Last night Zak and I hosted a workshop on how young people can kick butt and gain influence in the workplace. We not only discussed how young employees can add value to their companies, but also how as a young employee you can get the most value out of your early career.
I’ve witnessed a lot of young people start a new job and completely focus on following their given job description word for word. This is not necessarily the worst thing in the world. You certainly should be focused on doing your specific job as well as you can and exceed expectations. However while entering the workforce full-time or starting that first internship, you should view your start to a professional career as a chance to explore what you do and perhaps more importantly what you don’t like.

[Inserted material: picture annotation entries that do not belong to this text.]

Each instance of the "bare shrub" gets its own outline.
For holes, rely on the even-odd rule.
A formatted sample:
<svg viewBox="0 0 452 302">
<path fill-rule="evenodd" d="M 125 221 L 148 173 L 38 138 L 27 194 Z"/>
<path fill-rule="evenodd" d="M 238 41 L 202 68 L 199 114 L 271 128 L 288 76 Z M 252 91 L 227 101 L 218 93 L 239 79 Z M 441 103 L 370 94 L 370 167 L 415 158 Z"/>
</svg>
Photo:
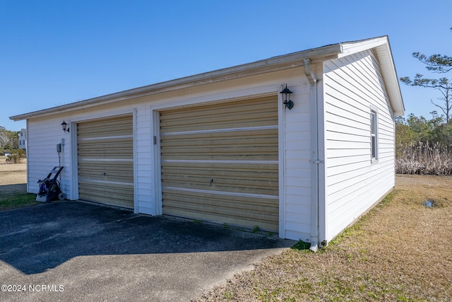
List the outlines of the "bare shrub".
<svg viewBox="0 0 452 302">
<path fill-rule="evenodd" d="M 452 152 L 441 143 L 411 142 L 396 146 L 396 173 L 452 175 Z"/>
</svg>

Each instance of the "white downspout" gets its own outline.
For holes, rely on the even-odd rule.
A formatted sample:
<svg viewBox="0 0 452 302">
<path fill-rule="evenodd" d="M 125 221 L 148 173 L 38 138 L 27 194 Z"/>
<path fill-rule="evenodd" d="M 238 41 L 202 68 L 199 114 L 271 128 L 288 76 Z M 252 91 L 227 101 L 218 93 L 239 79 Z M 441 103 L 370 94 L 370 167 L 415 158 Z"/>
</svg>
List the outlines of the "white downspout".
<svg viewBox="0 0 452 302">
<path fill-rule="evenodd" d="M 311 83 L 311 248 L 319 249 L 319 122 L 317 108 L 317 80 L 311 69 L 311 60 L 304 59 L 304 74 Z"/>
</svg>

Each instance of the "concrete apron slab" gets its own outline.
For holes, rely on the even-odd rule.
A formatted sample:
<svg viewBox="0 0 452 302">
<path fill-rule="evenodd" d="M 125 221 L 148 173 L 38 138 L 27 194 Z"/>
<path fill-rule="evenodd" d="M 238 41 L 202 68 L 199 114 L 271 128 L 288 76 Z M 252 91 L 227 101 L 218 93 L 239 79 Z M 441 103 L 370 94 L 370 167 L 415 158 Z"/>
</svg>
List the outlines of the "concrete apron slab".
<svg viewBox="0 0 452 302">
<path fill-rule="evenodd" d="M 0 301 L 187 301 L 295 243 L 80 202 L 7 211 Z"/>
</svg>

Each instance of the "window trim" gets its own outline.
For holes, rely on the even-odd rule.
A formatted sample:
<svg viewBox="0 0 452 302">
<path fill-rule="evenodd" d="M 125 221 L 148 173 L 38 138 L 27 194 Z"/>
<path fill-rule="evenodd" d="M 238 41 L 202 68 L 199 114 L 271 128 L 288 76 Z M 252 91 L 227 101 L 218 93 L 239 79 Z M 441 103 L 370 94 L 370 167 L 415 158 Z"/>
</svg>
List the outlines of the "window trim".
<svg viewBox="0 0 452 302">
<path fill-rule="evenodd" d="M 374 107 L 370 108 L 370 156 L 372 163 L 379 161 L 379 112 Z"/>
</svg>

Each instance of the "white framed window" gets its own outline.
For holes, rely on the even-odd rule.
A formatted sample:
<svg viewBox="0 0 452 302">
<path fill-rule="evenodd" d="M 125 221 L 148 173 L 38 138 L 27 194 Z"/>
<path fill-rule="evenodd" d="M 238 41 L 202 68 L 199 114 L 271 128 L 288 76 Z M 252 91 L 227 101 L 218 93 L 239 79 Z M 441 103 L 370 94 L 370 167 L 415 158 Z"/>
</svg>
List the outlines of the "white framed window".
<svg viewBox="0 0 452 302">
<path fill-rule="evenodd" d="M 372 162 L 379 159 L 379 118 L 375 108 L 370 110 L 370 149 Z"/>
</svg>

This discovery process can take various forms. If you’re working in sales, offer the head of the marketing department additional support with social media engagement. Better yet, don’t ask someone’s permission. Identify opportunities for growth for your company and use your evenings and weekends to come up with a plan to capture that growth. Be able to identify opportunities and take advantage of them is the principle of entrepreneurship whether it involves starting a new business or working within an existing one.
In my first job out of college I did not focus on this nearly enough, but the opportunities I did take advantage of paid off. I was able to move into a position I had much more passion for and earn a promotion early in my career. more importantly, developing this vision over the last few years has helped me consistently move closer to doing work that I love.
If you’re early about to start that summer internship in a few months or about to leave college to enter the workforce full-time, don’t just fill your job description. Take advantage of new experiences and gain insight and skills that will help launch your professional life.